Recently our house was equipped with a new Midea air-conditioning, which I wanted to control remotely, like switching it ON before returning to the house etc. Midea offers some Wifi interface for that purpose, but this is totally unsuitable for me for two reasons - first, it needs an Android app, which communicates with the air-conditioner via third party servers and I refuse to let my critical home automation infrastructure to be dependent on foreign servers. Secondly, Midea Wifi interface supports only PSK encryption, while I am using the "Enterprise" setup with my own radius server, so it would not work anyway.

I therefore decided to develop my own interface which would issue commands to the AC unit via the infrared interface, imitating the IR remote control. I have developed two versions thereof, using either USB or Ethernet; the Ethernet one will actually be employed, while the USB one I used for mutual debugging of the IR RX and TX. The hardware is pretty straightforward and is just a slight respin of my previously developed interface to RFM22. Actually, since I had spare boards of the RFM22 interface, I did not let these board to be manufactured, just added the little extra circuitry on a universal boards to that boards, where RFM22 was not populated and the IR RX and TX signals were connected instead. As the receiver I used TSMP58000, for transmitter a transistor switching two IR leds with different wave lengths around 900nm, as I was not sure, at which IR wavelength Midea receiver is most sensitive.

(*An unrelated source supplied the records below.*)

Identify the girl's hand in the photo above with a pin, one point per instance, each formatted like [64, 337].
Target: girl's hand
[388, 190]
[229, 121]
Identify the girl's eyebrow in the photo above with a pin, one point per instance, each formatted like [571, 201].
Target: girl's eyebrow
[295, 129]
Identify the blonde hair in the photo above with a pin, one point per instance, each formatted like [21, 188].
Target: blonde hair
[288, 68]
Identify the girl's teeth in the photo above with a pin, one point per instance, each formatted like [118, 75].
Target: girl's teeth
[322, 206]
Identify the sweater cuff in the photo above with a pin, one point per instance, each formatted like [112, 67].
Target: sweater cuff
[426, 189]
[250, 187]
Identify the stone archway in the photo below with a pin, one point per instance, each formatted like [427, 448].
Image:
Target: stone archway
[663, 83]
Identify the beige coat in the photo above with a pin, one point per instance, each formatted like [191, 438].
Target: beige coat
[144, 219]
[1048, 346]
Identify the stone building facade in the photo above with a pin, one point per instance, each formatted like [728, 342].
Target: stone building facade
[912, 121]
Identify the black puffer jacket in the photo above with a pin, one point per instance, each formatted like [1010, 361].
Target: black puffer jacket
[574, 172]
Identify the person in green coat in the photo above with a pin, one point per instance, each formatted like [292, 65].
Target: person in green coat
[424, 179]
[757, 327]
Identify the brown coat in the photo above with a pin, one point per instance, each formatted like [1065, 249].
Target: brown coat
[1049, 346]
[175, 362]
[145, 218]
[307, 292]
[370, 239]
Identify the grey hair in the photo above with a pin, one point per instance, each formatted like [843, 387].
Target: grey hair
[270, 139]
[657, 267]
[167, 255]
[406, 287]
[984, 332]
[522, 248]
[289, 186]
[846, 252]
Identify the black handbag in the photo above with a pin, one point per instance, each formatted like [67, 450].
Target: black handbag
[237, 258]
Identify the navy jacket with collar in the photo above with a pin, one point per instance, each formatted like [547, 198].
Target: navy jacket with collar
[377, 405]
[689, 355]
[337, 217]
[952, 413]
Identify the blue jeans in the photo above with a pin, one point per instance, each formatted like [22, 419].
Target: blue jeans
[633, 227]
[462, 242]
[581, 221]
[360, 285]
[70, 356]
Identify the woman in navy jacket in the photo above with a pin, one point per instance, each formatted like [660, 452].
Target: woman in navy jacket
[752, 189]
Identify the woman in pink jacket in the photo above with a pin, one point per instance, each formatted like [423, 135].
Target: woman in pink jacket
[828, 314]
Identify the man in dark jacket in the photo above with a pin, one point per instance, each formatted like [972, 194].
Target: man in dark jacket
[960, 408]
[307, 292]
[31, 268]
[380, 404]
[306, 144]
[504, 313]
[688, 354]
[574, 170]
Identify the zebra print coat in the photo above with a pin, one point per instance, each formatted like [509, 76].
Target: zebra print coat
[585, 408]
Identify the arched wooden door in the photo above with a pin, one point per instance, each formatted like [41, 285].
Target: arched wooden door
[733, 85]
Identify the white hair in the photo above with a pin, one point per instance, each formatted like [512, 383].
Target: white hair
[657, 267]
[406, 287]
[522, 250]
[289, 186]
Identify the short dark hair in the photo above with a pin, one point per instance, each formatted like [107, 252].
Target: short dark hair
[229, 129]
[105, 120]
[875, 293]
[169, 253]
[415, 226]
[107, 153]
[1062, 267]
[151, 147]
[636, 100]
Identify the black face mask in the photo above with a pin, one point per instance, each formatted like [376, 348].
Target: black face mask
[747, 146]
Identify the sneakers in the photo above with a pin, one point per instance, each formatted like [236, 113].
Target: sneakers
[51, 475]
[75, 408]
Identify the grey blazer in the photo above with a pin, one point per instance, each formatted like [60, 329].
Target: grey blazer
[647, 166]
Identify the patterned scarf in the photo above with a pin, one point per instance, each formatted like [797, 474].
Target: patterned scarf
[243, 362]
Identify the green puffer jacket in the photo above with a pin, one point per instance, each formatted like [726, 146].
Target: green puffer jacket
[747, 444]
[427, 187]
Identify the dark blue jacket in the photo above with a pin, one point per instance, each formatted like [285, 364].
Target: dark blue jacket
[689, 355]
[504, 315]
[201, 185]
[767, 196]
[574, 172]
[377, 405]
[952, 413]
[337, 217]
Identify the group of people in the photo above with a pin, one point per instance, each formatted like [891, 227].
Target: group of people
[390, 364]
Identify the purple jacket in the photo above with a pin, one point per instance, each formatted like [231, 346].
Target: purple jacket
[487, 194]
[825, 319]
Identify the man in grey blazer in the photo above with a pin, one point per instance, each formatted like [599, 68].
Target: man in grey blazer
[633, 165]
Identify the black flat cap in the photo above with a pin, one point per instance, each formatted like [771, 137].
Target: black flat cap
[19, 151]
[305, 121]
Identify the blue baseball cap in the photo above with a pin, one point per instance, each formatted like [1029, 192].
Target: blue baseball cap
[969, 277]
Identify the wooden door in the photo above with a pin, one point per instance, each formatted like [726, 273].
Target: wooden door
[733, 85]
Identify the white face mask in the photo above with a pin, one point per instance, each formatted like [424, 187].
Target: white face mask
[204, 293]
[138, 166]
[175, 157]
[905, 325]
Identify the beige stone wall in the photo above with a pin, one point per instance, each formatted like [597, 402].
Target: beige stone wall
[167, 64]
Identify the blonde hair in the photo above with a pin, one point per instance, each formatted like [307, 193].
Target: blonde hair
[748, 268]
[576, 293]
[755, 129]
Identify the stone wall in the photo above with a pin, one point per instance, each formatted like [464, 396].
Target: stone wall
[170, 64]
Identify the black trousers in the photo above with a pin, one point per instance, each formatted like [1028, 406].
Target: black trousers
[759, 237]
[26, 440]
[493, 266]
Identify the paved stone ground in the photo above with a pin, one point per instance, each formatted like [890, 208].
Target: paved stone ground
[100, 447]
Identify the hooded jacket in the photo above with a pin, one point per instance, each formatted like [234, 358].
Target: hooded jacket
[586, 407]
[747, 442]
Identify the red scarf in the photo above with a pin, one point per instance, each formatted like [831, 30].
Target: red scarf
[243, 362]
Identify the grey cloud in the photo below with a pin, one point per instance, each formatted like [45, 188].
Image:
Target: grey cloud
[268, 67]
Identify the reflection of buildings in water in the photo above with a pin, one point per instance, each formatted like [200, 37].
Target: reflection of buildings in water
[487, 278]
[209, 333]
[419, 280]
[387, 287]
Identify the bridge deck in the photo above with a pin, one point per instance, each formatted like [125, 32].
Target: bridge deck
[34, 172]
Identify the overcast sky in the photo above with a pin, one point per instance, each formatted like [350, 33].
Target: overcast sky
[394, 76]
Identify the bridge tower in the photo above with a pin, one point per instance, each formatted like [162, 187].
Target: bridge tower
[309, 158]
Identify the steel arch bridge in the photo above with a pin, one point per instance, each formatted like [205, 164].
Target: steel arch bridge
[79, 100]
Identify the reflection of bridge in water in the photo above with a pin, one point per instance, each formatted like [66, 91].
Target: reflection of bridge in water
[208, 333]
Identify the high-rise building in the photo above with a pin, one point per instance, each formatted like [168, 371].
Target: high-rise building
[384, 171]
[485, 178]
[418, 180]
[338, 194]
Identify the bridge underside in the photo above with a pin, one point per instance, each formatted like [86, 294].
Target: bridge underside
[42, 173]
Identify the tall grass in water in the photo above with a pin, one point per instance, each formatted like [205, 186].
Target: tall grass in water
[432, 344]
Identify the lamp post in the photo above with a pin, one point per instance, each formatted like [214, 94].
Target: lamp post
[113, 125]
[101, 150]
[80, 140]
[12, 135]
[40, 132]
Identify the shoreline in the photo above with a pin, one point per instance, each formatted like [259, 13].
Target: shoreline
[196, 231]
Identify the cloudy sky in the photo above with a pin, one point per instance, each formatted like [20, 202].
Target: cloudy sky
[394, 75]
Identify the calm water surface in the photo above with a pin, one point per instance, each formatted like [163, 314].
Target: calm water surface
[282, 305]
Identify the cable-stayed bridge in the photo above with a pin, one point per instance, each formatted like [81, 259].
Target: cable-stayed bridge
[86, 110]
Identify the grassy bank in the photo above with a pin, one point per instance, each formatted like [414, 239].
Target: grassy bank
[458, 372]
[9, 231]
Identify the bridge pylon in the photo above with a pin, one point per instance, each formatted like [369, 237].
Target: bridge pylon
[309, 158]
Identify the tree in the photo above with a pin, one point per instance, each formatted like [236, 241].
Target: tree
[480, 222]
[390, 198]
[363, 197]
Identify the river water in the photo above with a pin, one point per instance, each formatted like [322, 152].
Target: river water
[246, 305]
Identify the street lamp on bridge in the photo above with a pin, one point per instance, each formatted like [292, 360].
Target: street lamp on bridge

Schematics in PDF format is here eth_lpc_ir.pdf and usb_lpc_ir.pdf. For open hardware Kicad design files see eth_lpc_ir.zip and usb_lpc_ir.zip.

Concerning the software, Midea employs the pulse distance encoding, see e.g. Freescale AN3053 for more information on IR modulations. I have implemented an interrupt-driven transmitter/receiver for this encoding only, as there was no need to implement other encodings presently. Concerning the higher-level protocol, it is very simple and has been already reverse engineered by Daniel Veillard here. I just add two remarks:
1. the "mysterious" temperature encoding can be recognized as a Gray code, so I suspect it is an inheritance from some old Midea units with a mechanical temperature dial
2. The remote control sends always 3 packets, the first two are formed as described by Veillard, the third one is different, mostly constant and, as far as I observed, completely irrelevant and can be omitted. However, you have to transmit the 0xB2... packet exactly twice after each other, transmitting it just once will not work and transmitting it 3 or four times will not work either.

At the user level, the USB interface implements a terminal-like communication (/dev/ttyACMx under linux) witl the LPC1343 MCU and a simple commands can be used to transmit Midea packets. Received packets (e.g. from original remote control) are printed when arriving. The Ethernet interface works similarly, just using UDP packets for input of the commands and output of the received IR packets. The Gnu GPL licensed source code is in the files eth_ir_interface.c and usb_ir_interface.c in the archive arm_lpc111x.tar.gz, the low level procedures are in lib/ir.c and lib/midea.c.